COPA AMERICA 2016: UN CENTENARIO FESTEGGIATO NEGLI STATES

Dire Copa America ad un amante del gioco più bello del mondo, significa far suscitare emozioni particolari, creare un immaginario costellato dei grandi squadroni Sudamericani, farciti di campioni che hanno segnato la storia di questo sport nel mondo.

Non giriamoci intorno, Copa America significa Sud America, o meglio, Argentina, Brasile, Cile, Uruguay, perché le regine del calcio, a quelle latitudini, sono loro e non ce ne vogliano i Centro e Nord Americani. Però il continente è grande e racchiude moltissime federazioni, non solo quelle latine dove il calcio ha il valore del sacro, una passione ai limiti dell’eros, ma si è aperto a molte altre nazioni. E se il Centro America una tradizione calcistica,se pur non a grandi livelli, la mantiene (pensate ai risultati del Messico più che positivi negli ultimi anni), l’attenzione si può indirizzare verso il paese ospitante: gli USA.


Terra di football (quello strano con la palla ovale), di baseball, basket e hockey.

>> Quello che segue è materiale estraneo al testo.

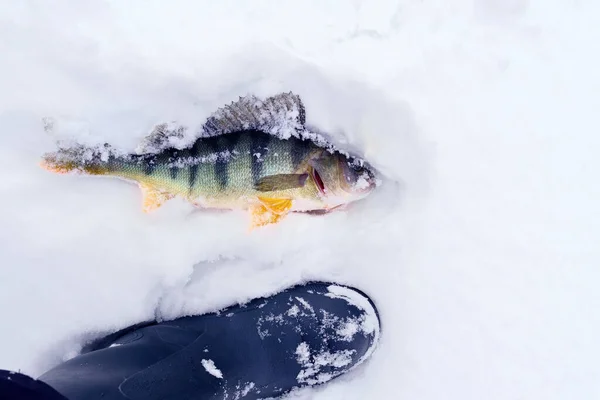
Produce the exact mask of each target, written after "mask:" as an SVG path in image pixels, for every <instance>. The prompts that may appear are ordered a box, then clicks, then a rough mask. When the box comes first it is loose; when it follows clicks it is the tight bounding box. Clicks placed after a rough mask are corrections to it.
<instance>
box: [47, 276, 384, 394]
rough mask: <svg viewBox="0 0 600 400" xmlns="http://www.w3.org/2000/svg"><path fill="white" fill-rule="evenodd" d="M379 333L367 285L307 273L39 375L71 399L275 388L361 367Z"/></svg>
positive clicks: (59, 391)
mask: <svg viewBox="0 0 600 400" xmlns="http://www.w3.org/2000/svg"><path fill="white" fill-rule="evenodd" d="M379 333H380V322H379V317H378V314H377V311H376V309H375V306H374V304H373V302H372V301H371V300H370V299H369V298H368V297H367V296H366V295H365V294H364V293H362V292H360V291H359V290H356V289H352V288H349V287H345V286H341V285H337V284H329V283H310V284H306V285H302V286H296V287H293V288H290V289H287V290H285V291H283V292H281V293H278V294H276V295H274V296H270V297H267V298H260V299H256V300H253V301H251V302H250V303H247V304H245V305H236V306H232V307H229V308H227V309H225V310H223V311H221V312H219V313H212V314H205V315H200V316H192V317H183V318H179V319H176V320H173V321H168V322H149V323H144V324H139V325H136V326H134V327H130V328H128V329H126V330H123V331H120V332H117V333H116V334H113V335H110V336H108V337H106V338H104V339H102V340H99V341H96V342H95V343H93V344H91V345H90V346H88V347H87V348H86V349H85V351H83V352H82V354H80V355H78V356H76V357H75V358H73V359H70V360H69V361H66V362H65V363H63V364H60V365H58V366H57V367H55V368H53V369H52V370H50V371H48V372H46V373H45V374H43V375H42V376H41V377H40V378H39V379H40V380H41V381H43V382H45V383H47V384H48V385H50V386H51V387H53V388H54V389H56V390H57V391H58V392H59V393H61V394H62V395H63V396H65V397H66V398H67V399H69V400H124V399H129V400H137V399H139V400H142V399H143V400H159V399H160V400H167V399H173V400H186V399H190V400H191V399H194V400H198V399H202V400H213V399H214V400H216V399H219V400H222V399H245V400H252V399H259V398H269V397H278V396H279V395H281V394H284V393H287V392H289V391H291V390H293V389H295V388H300V387H305V386H311V385H318V384H322V383H325V382H328V381H330V380H332V379H334V378H335V377H338V376H340V375H341V374H343V373H345V372H348V371H350V370H351V369H353V368H355V367H357V366H358V365H360V364H361V363H363V362H364V361H365V360H366V359H367V358H368V357H369V356H370V355H371V353H372V352H373V350H374V349H375V347H376V344H377V341H378V338H379Z"/></svg>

Quegli Americani storicamente sempre più inclini agli altri sport che al “Soccer”. Ma da qualche anno a questa parte si sono cominciati ad aprire grandi spiragli di interesse: in fin dei conti è una terra ricca. Gli investimenti nel pallone possono esserci anche lì, e un ringraziamento speciale per la crescita di interesse non può che andare agli “Hispanicos”. Tutti gli immigrati di origine latina che negli States, oltre un bagaglio carico di speranze, si sono portati la loro pasion, el futebol.
E allora vuoi che l’interesse sta aumentando, che gli occhi degli Americani guardano con maggior fascino i campioni nelle leghe Europee. Vuoi pure che il calcio è lo sport del popolo per antonomasia, gli Stati Uniti si ritrovano ad ospitare un’edizione del Torneo Sudamericano così importante: la Copa Centenario, che festeggia i 100 anni di esistenza della CONMEBOL, il corrispettivo sudamericano della UEFA.

Già i significati aumentano, perché il trofeo consegnato sarà nuovo, diverso a quello delle precedenti 44 edizioni, porterà nel paese a stelle strisce tutti i campionissimi sudamericani (pesa l’assenza di Neymar nel Brasile, causa Olimpiadi) e si concentrerà (guarda un po’) nelle 10 città con maggiori comunità latine. Una nazione che quindi darà vita ad un torneo inedito, nuovo il trofeo in palio, diversa la formula (la tradizionale Copa America è a 12 squadre,con solo due centro e nord americane) e inaspettato il pubblico. Hanno fatto capo alla loro proverbiale organizzazione e ritardi non ce ne saranno, ma i prezzi dei biglietti hanno già smosso diverse critiche. Considerati poco popolari, visto che l’indirizzo di pubblico prediletto sarà composto proprio dai cittadini di origine Hispanica, molti provenienti dai ceti più bassi del paese. Ma oltre le polemiche e il caro prezzi, l’attesa è alta e l’attenzione sarà comunque di primo piano. Sapranno regalare gli Stati Uniti uno spettacolo degno del futebol d’oltreoceano? Lo scopriremo solo vivendolo.

Quali saranno i partecipanti e le date? Per la prima volta saranno 16: Argentina,Bolivia,Brasile,Cile,Ecuador,Paraguay,Perù, Uruguay,Venezuela,StatiUniti,Messico,Costarica,Giamaica,Panama,Haiti. Le date invece: 3 Giugno a Santa Clara la partita d’apertura, 26 Giugno Metlife stadium la finalissima.
Pronti alla più grande festa di compleanno dei popoli Americani?